Teresa, que será madrina, dice que no quiere llevar a Andrés, que todavía es muy pronto para incluirlo ya en la familia, a pesar de que ya lo conocemos y sabemos que se siente feliz a su lado. Se conocieron en Madrid, las pasadas Navidades, cuando Teresa trajo de nuevo a Ginés a mi vida. Estuvieron comunicándose por internet durante un tiempo. Teresa comenzó a venir con frecuencia a Madrid y finalmente se ha trasladado de manera definitiva para estar cerca de él. Después de todo lo pasado, de tanta soledad no buscada, se ha merecido encontrar a alguien con quien compartir su mundo.

Hace unos días he recibido una carta de Lidia. No sé cómo ha conseguido mi dirección, pero lo ha hecho. En ella me cuenta que se ha marchado a Londres, que allí trabaja como enfermera y que poco a poco ha ido olvidando a Ginés. Se siente a gusto y dice que, probablemente, no regrese nunca a España.

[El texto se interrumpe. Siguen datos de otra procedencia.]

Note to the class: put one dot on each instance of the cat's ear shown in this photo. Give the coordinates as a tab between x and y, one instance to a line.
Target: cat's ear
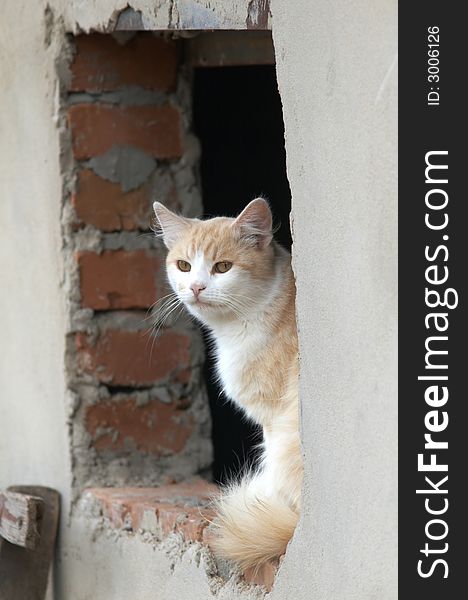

Y Gines y yo.... Gines y yo mantuvimos nuestra relación a distancia durante unos meses, hasta que finalmente, al igual que Teresa, decidió dejar La Coruña y venirse a Madrid, a mi lado. Juntos hemos decidido comenzar una nueva vida y hacer las cosas bien, sin caer en las tonterías que hemos estado cometiendo desde que nos conocimos. Vivimos mirando al futuro y nos comportamos como si no tuviéramos pasado, de hecho, cada vez que alguno de nosotros, sin querer, vuelve la vista atrás para recordar lo que tiene que quedar en el olvido, el otro le da una colleja. A veces pensamos que nacimos abocados a estar juntos y que fuimos nosotros mismos, estúpidamente, los que fuimos poniendo obstáculos a un destino que, inevitablemente, ha acabado por unirnos. Ya eso terminó. Ginés y yo nos queremos, a pesar de lo ocurrido, a pesar de que en algún momento de nuestra vida pareciese no tener lógica ese amor que nos profesábamos. Da igual. Si al fin y al cabo el amor es el sentimiento más ilógico que existe. Pero también el que hace a uno más dichoso. Como a nosotros.